The former MI5 Director-General, Jonathan Evans, has thoughts.
Acknowledging that use of encryption had hampered security agencies’ efforts to access the content of communications between extremists, Evans added: “I’m not personally one of those who thinks we should weaken encryption because I think there is a parallel issue, which is cybersecurity more broadly.
This is a startlingly rare comment for a spook. In general, they talk about encryption in terms of a balance between security and liberty. The trade-off between surveillance and information security is left to a secondary debate within the IT world, which itself tends to be framed as a debate about surveillance versus liberty.
This mirrors the structure of the intelligence agencies. GCHQ owns the previously independent security mission. With its special right of direct access to the prime minister, it’s no surprise that the offensive, collection oriented side of the agency won out over boring information assurance. At the same time, MI5 and the SIS can only envy GCHQ’s special access, as well as being heavy customers for its product and therefore lobbyists for its interests.
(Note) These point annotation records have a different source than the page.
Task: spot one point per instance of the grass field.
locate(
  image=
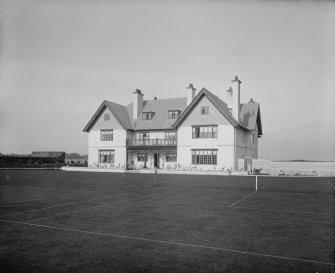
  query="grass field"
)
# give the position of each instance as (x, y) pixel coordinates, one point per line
(56, 221)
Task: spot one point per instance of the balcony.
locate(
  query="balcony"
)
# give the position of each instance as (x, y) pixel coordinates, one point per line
(165, 142)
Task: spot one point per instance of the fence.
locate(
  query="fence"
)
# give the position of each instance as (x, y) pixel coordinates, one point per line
(294, 168)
Evans, however, argues for a genuinely strategic appreciation of the problem. The terrorists exist and probably will for the rest of our lives. But so does the information security threat. And it is bound to get worse as more and more systems are network-attached – and as old ones are explored. Exploits, as they say, only get better. If the country is going to be full of dodgy Internet of Things devices connected to the national grid, this is potentially much worse than a couple of stabbings with better PR. If it’s possible to influence the elections with a horde of fake Twitter accounts, not so good either.
So there’s not just a trade-off between spying and not spying; there’s a trade-off between threats, which is after all the essence of strategy. The crypto warriors are chasing today’s menace or possibly yesterday’s while undermining our defences against those of tomorrow.